Published in "Journal of Electronic Imaging 21, 2 (2012) 1-17" February 26, 2012, Submitted to SPIE International Journal on Electronic Imaging.
Keywords: video genre classification, block-level audio descriptors, action segmentation, color perception, statistics of contour geometry, video indexing.
Bogdan Ionescu, Christoph Rasche, Constantin Vertan, University «Politehnica» of Bucharest, 061071, Romania, {bionescu, rasche, cvertan}@alpha.imag.pub.ro. Klaus Seyerlehner , DCP, Johannes Kepler University, A-4040 Austria,
[email protected]. Patrick Lambert Lapi-Etti, LISTIC, Polytech Annecy-Chambery, University of Savoie, 74944 France
[email protected].
We propose an audio-visual approach to video genre classification using content descriptors that exploit audio, color, temporal, and contour information. Audio information is extracted at block-level, which has the advantage of capturing local temporal information. At the temporal structure level, we consider action content in relation to human perception. Color perception is quantified using statistics of color distribution, elementary hues, color properties, and relationships between colors. Further, we compute statistics of contour geometry and relationships. The main contribution of our work lies in harnessing the descriptive power of the combination of these descriptors in genre classification.
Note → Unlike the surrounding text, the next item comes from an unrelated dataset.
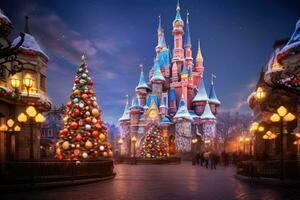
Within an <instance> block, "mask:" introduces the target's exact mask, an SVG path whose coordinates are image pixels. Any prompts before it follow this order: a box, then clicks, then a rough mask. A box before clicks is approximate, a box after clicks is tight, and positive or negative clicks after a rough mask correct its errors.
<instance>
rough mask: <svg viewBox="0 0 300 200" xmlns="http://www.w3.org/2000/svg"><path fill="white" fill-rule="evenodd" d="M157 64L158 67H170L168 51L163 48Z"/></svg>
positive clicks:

Validation was carried out on over 91 h of video footage encompassing 7 common video genres, yielding average precision and recall ratios of 87% to 100% and 77% to 100%, respectively, and an overall average correct classification of up to 97%. Also, experimental comparison as part of the MediaEval 2011 benchmarking campaign demonstrated the efficiency of the proposed audio-visual descriptors over other existing approaches. Finally, we discuss a 3-D video browsing platform that displays movies using feature-based coordinates and thus regroups them according to genre.